The second of two Department of Energy reports on the impact of LNG exports on the US economy was published last week by NERA. These reports focus on macroeconomic impacts that do little to guarantee the investment returns of the 15 projects awaiting approval. Today we dig into the pricing mechanisms that have to work for buyers and sellers before these terminals can lock in the throughput they need to justify their investment.
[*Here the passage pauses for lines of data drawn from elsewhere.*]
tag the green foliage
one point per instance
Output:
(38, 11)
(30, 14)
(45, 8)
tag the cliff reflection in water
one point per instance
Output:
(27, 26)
First a quick refresh on the basics on LNG or liquefied natural gas. The process of liquefaction lowers the temperature of dry natural gas to -2630 Fahrenheit causing it to liquefy. In its liquid state 600 standard cubic feet of natural gas take up only 1 cubic foot of space, making it economical to transport between continents in specially designed ocean tanker ships. Known as “trains”, large scale liquefaction plants are seriously huge investments costing anywhere from $2-$8 Billion (MIT estimate). In previous RBN Energy blogs we looked at the project economics of the 15 United States LNG export projects awaiting DOE approval (see Export Boom or Import Echo) as well as the 3 proposed Canadian West Coast projects (see Lonely Gas Surplus Seeks Long Term Overseas Relationship).
The DOE Reports
Why did the Department of Energy (DOE) commission reports about the impact of LNG exports? The DOE has the authority to approve LNG exports to non Free Trade Agreement (FTA) countries. Since the main LNG demand is from non-FTA countries, the development of US LNG exports is contingent on DOE approval. That approval has so far only been granted to one terminal in the US – the Cheniere Sabine Pass project that is expected to go online in 2015. Before approving more LNG exports, DOE awaits comments on two reports designed to identify the impact of LNG exports on the US economy. The first of these reports was produced by the DOE’s own Energy Information Administration (EIA) in January 2012. The EIA report (copy here) looked at various scenarios for increasing LNG exports and basically concluded that natural gas prices would increase as a result, along with natural gas production to meet the increased demand. The publication of a second report, commissioned by the DOE from the NERA consulting group (copy here) was delayed until December 3, 2012 – most likely because of the Presidential election. The NERA report included more in-depth modeling of the impact of various LNG export scenarios (63 of them to be precise) on the demand for LNG as well as the net impact on the US economy. NERA concluded that LNG exports are good for the US economy in all circumstances – meaning that those sectors of the economy that suffer due to higher energy costs are outweighed by the general good caused by higher exports (e.g. from reduced balance of payments, higher natural gas employment etc). NERA also concluded that natural gas prices in the US would only increase so long as LNG exports remained competitive. In other words, once US gas prices make LNG exports too expensive then those exports will decline. Commentators have generally perceived the NERA report to be favorable to DOE approval of exports.